Arcs semblables, ce sont ceux qui contiennent le même nombre de degrés de cercles inégaux. Tels sont les arcs A B et D E, figure 87. Si deux rayons partent du centre de deux cercles concentriques, les arcs compris entre les deux rayons ont le même rapport à leurs circonférences entières ; et les deux secteurs, le même rapport à la surface entière de leurs cercles.

La distance du centre de gravité d'un arc de cercle au centre du cercle, est une troisième proportionnelle à cet arc, à sa corde, et au rayon. Voyez CENTRE de gravité. Quant aux sinus, tangentes, sécantes, etc. des arcs, voyez SINUS, TANGENTE, et ARC en Astronomie. L'arc diurne du Soleil est la portion d'un cercle parallèle à l'équateur, décrite par le Soleil dans son mouvement apparent d'orient en occident depuis son lever jusqu'à son coucher. Voyez DIURNE, JOUR, etc.

L'arc nocturne est la même chose, excepté qu'il est décrit depuis le coucher jusqu'au lever. Voyez NUIT, LEVER, etc. Voyez aussi NOCTURNE.

La latitude et l'élévation du pôle sont mesurées par un arc du méridien. La longitude est mesurée par un arc de l'équateur. Voyez ELEVATION, LATITUDE, LONGITUDE, etc.

L'arc de progression ou de direction, est un arc de l'écliptique qu'une planète semble parcourir, en suivant l'ordre des signes. Voyez DIRECTION.

L'arc de rétrogradation est un arc de l'écliptique qu'une planète semble décrire, en se mouvant contre l'ordre des signes. Voyez RETROGRADATION.

Arc de station. Voyez STATION et STATIONNAIRE.

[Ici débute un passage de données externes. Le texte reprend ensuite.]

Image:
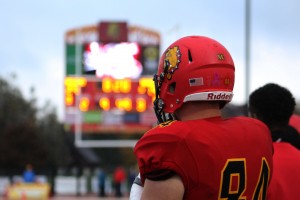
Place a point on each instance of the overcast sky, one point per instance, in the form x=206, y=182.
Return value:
x=32, y=37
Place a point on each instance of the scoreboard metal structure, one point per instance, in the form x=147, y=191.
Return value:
x=108, y=84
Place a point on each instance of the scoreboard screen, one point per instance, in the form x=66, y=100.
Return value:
x=110, y=105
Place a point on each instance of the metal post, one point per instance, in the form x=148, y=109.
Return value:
x=247, y=48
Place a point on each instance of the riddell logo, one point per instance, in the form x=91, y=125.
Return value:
x=220, y=96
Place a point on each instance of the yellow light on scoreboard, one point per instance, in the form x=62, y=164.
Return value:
x=141, y=104
x=124, y=104
x=104, y=103
x=69, y=99
x=74, y=84
x=116, y=86
x=146, y=85
x=84, y=104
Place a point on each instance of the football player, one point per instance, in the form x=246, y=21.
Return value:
x=274, y=105
x=194, y=153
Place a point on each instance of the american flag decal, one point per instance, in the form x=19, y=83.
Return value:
x=196, y=81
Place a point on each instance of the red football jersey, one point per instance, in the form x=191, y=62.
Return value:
x=285, y=183
x=215, y=158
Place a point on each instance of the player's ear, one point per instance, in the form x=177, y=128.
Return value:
x=251, y=114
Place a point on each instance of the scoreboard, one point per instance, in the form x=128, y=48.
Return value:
x=108, y=87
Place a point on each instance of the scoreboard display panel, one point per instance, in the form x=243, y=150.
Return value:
x=110, y=105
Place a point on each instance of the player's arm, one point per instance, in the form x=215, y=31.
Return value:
x=171, y=189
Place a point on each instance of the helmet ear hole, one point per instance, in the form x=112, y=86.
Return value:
x=172, y=88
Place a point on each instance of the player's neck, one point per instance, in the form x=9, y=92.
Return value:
x=193, y=111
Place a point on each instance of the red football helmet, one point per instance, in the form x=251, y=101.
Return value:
x=193, y=68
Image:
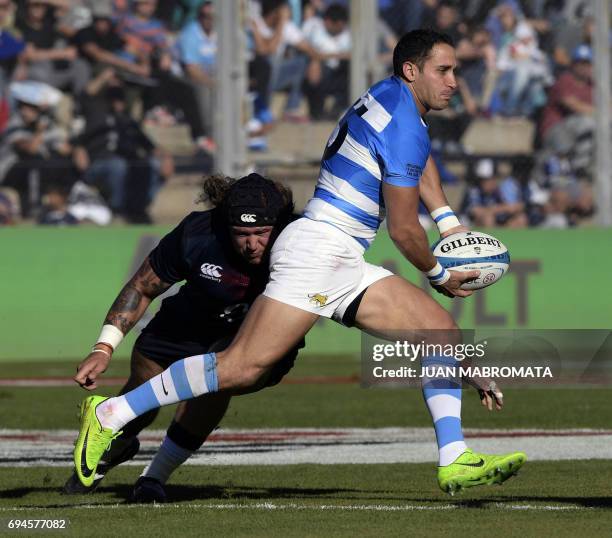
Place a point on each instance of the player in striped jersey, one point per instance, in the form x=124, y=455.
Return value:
x=376, y=164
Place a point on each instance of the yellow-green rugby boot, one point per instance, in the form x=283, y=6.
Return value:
x=92, y=442
x=474, y=469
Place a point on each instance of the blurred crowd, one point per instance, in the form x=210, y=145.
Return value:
x=81, y=79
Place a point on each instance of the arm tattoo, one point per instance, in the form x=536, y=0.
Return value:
x=136, y=295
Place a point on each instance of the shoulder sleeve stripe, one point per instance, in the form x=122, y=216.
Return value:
x=348, y=192
x=376, y=116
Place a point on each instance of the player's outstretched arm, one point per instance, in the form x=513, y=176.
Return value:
x=410, y=238
x=432, y=194
x=126, y=310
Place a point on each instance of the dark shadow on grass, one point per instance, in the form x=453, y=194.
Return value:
x=122, y=493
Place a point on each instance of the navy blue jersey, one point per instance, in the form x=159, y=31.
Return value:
x=220, y=286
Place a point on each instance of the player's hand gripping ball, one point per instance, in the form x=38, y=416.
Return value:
x=466, y=251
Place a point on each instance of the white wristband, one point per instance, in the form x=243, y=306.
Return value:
x=438, y=275
x=445, y=218
x=111, y=336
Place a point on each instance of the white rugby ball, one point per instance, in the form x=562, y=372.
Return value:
x=466, y=251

L'arc entre les centres dans les éclipses, est un arc tel que A I (Planc. d'Astronomie fig. 35.), qui Ve du centre de la terre A perpendiculairement à l'orbite lunaire O B. Voyez ECLIPSE.

Si la somme de l'arc entre les centres A I et du demi-diamètre apparent de la lune, est égale au demi-diamètre de l'ombre, l'éclipse sera totale sans aucune durée ; si cette somme est moindre, elle sera totale avec quelque durée ; et si elle est plus grande, et toutefois moindre que la somme des demi-diamètres de la lune et de l'ombre, elle sera partiale.

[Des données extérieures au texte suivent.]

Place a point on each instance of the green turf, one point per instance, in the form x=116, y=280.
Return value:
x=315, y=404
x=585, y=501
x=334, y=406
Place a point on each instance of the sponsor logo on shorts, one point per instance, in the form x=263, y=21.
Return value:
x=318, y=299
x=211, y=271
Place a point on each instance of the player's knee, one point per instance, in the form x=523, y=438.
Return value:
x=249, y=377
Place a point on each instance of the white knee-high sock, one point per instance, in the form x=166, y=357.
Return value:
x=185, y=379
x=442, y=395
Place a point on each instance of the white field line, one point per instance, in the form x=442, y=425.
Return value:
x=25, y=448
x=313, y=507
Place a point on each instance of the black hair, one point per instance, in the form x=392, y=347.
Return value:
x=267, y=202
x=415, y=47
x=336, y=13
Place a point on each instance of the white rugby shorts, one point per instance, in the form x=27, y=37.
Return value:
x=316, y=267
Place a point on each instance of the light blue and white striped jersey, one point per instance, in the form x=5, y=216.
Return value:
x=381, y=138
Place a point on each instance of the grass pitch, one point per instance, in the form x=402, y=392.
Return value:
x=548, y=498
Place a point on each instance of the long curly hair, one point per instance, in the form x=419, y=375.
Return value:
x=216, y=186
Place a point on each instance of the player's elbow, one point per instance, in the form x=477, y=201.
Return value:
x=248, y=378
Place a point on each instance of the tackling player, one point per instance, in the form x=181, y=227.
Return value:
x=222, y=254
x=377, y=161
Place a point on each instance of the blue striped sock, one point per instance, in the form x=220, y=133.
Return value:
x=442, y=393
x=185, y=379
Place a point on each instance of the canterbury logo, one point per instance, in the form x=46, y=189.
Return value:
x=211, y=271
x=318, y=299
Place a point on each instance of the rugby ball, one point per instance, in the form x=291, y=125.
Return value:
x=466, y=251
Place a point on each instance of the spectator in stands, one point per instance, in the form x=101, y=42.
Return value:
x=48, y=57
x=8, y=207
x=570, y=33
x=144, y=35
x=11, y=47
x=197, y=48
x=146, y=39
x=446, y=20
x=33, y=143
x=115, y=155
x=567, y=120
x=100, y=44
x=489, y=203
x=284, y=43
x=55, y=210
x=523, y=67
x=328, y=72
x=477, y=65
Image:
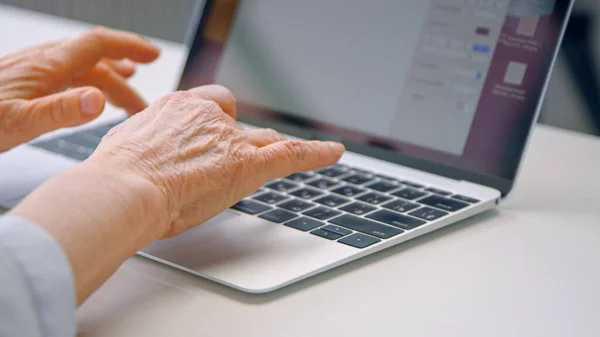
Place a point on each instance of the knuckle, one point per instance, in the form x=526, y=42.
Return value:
x=226, y=93
x=173, y=97
x=210, y=107
x=295, y=150
x=16, y=118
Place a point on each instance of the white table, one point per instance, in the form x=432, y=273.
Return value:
x=530, y=269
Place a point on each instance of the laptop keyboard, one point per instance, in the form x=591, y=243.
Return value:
x=349, y=205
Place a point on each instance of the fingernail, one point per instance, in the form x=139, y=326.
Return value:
x=91, y=102
x=336, y=146
x=128, y=63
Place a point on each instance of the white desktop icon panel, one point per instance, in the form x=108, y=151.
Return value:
x=515, y=73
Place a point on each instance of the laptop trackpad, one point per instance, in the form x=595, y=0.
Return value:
x=248, y=253
x=25, y=168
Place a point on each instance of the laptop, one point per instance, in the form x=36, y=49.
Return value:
x=435, y=101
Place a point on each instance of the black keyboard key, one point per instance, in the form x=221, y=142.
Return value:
x=296, y=205
x=100, y=131
x=348, y=190
x=362, y=171
x=332, y=200
x=429, y=214
x=306, y=193
x=300, y=176
x=450, y=205
x=278, y=216
x=360, y=241
x=270, y=198
x=260, y=191
x=401, y=206
x=383, y=186
x=358, y=208
x=304, y=224
x=396, y=220
x=338, y=230
x=412, y=184
x=366, y=226
x=326, y=234
x=323, y=183
x=409, y=194
x=83, y=139
x=333, y=171
x=281, y=186
x=466, y=199
x=386, y=177
x=438, y=191
x=65, y=148
x=374, y=198
x=251, y=207
x=358, y=179
x=322, y=213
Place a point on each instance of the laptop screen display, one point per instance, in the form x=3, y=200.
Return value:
x=450, y=82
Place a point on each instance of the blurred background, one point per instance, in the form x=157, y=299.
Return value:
x=572, y=101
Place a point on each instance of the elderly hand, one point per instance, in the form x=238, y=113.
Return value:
x=171, y=167
x=95, y=64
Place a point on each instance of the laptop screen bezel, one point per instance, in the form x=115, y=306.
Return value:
x=563, y=9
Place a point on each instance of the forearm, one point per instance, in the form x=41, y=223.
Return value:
x=100, y=218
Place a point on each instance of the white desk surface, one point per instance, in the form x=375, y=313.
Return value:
x=531, y=268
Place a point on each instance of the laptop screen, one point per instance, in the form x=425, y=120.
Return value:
x=446, y=84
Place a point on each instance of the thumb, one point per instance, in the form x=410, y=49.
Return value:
x=65, y=109
x=22, y=120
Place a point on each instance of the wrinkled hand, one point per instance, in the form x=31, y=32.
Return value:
x=200, y=160
x=96, y=64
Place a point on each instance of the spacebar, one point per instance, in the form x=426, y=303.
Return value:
x=366, y=226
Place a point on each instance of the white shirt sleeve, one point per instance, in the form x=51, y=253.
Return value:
x=37, y=293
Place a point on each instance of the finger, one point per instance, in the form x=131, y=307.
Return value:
x=125, y=67
x=220, y=95
x=284, y=158
x=114, y=86
x=65, y=109
x=82, y=53
x=264, y=137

L'arc de vision est celui qui mesure la distance à laquelle le soleil est au-dessus de l'horizon, lorsqu'une étoîle que ses rayons dérobaient, commence à reparaitre. Voyez LEVER. (O)

ARC se dit, en Architecture, d'une structure concave qui a la forme de l'arc d'une courbe, et qui sert comme de support intérieur à tout ce qui pose dessus. M. Henri Wotton dit qu'un arc n'est rien autre chose qu'une voute étroite ou resserrée, et qu'une voute n'est qu'un arc dilaté. Voyez VOUTE.

On se sert d'arcs dans les grandes intercolumnations des vastes bâtiments, dans les portiques, au-dedans comme au-dehors des temples, dans les salles publiques, dans les cours des palais, dans les cloitres, aux théâtres et amphithéâtres. Voyez PORTIQUE, THEATRE, LAMBRIS, etc. On s'en sert aussi comme d'éperons et de contreforts pour soutenir de fortes murailles qui s'enfoncent profondément en terre, de même que pour les fondations des ponts, des aqueducs, des arcs de triomphe, des portes, des fenêtres. Voyez ÉPERON, ARC-BOUTANT, etc.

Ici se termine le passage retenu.